No, it’s all actually beyond my wildest dreams, so forgive me if I’m indulging a little too much here, but there is a point to be made.
There are many car makers that would give an awful lot to have the deep, rich automotive and motorsport history and heritage that Bentley has. This is a company that, in many respects, stands alone in the crowded automotive space, distinct in terms of its engineering capabilities, technological prowess, design craftsmanship and core brand values. And it’s a company that never stands still. It just won’t rest on the achievements of yesteryear.
Just three weeks after the Toy Box event and days into the new UK lockdown, Bentley once again made me sit up and take note, this time following some really important future goals outlined at its ‘Beyond 100 Strategy’ online event.
For me, the key takeaway message was that the Crewe car maker would transition from being the world’s largest producer of 12-cylinder petrol engines to having no ICE hearts within a decade. That’s right: by 2030 the entire model line-up will have switched to battery electric.
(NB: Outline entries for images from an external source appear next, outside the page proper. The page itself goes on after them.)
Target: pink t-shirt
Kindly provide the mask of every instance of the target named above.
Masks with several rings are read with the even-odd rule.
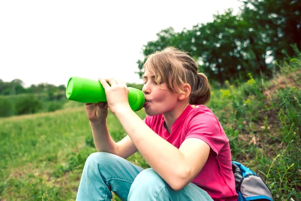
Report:
[[[146,116],[143,121],[178,149],[190,138],[207,143],[211,148],[209,157],[192,182],[206,190],[214,200],[237,200],[229,140],[210,110],[203,105],[188,106],[172,126],[170,134],[163,115]]]

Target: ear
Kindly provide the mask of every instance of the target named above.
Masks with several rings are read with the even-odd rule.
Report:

And four years before that, there’ll be a move to offer PHEVs or BEVs exclusively across the range.
On the one hand, a piece of my Bentley heart aches, knowing (if I didn’t know it already) that we really are into the endgame now – the final countdown – for the W12 engine design.
But another part of me feels lifted and reassured: Bentley is preparing itself for the future – and the radical changes it will bring for luxury car makers – by getting its brilliant engineering and development teams in place now, working on the right core projects, programs and technologies.
And the Toy Box event of the next decade will prove to be just as fun – I’m fully sure about that.